In order to best represent the diversity of opinion across all regions of the province, our Legislature should roughly match the makeup of the electorate. Two things are needed:
- There should be a match between the number of seats in relation to each region’s population (along with some compensation for areas with very low population density).
- There should also be a match between the number of seats for each party in each region, based on the popularity of that party in that particular region.
If these principles were met, it would mean that each MLA would be elected by about the same number of like-minded voters and as much as possible those like-minded voters would be grouped according to the region they live in.
These are in fact the two top principles that were identified this past summer by the Federal Electoral Reform Committee.
In the election just held in BC, around 1.9 million voters cast a ballot and 87 MLAs were elected. That’s about 22,000 votes per seat.
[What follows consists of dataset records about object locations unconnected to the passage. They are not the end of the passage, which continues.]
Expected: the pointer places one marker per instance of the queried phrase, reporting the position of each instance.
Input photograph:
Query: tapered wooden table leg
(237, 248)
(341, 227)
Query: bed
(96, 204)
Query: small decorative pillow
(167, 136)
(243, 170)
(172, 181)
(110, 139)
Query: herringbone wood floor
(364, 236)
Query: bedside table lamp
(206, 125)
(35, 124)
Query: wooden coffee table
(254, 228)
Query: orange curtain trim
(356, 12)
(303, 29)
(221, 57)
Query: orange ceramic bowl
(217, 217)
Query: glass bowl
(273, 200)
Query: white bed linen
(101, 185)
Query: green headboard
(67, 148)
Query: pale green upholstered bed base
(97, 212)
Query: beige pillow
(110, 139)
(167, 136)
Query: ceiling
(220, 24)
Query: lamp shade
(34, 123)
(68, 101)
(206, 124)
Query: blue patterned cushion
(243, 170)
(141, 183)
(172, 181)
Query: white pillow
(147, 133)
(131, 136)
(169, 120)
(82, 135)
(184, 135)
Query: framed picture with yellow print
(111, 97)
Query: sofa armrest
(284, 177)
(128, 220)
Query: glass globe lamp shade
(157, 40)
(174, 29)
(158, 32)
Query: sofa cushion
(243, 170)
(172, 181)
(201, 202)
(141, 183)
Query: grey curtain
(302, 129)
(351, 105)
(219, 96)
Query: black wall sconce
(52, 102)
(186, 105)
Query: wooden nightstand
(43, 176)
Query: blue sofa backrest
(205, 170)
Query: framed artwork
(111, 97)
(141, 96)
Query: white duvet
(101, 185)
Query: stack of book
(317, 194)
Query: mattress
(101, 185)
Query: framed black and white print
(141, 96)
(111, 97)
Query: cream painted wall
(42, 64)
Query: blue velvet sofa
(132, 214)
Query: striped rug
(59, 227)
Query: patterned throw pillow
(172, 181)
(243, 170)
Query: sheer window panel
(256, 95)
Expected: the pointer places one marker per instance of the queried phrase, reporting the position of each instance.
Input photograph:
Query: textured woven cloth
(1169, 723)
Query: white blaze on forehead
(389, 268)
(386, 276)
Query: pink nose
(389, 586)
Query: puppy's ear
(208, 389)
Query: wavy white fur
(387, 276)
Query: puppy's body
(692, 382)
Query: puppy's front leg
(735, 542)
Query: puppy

Using Vancouver as an example of a region, there were around 260,000 votes cast. Roughly 134,000 went to the NDP, 87,000 to the Liberals, and 34,000 to the Greens.
Vancouver elects 11 MLAs, so according to the “all voters are equally represented” strategy outlined above, the voters of Vancouver ought to be represented by 6 NDP MLAs, 4 Liberals and 1 Green – that is roughly proportional to the vote for each party.
So that’s how it would go if we had some kind of proportional voting system.
What actually happened is quite different.
With our current system, each riding elects one MLA based on whoever gets the most votes in that riding.
The total number of votes for the winning candidates in Vancouver’s 11 ridings is about 143,000. That leaves roughly 117,000 votes cast for “losing” candidates. That is thousands of voters in each riding who would have preferred a different MLA to the one they ended up with. It includes all the Green and “other” voters in the city, as well as many many NDP and Liberal voters.
In Vancouver Langara for instance, 10,000 voters elected a Liberal MLA, while around 11,000 other voters would have preferred a Green or NDP representative.
The result using this system of counting is 8 NDP MLAs and 3 Liberals which is quite different from the proportional numbers shown earlier. That’s because the first past the post calculation ignores those 117,000 voters. That’s the reason that the result is out of whack with what Vancouver voters actually wanted.
This distortion is repeated in every region of the province, with about 50% of the vote cast for “losing” candidates across the province, and therefore half the electorate represented by an MLA they didn’t vote for.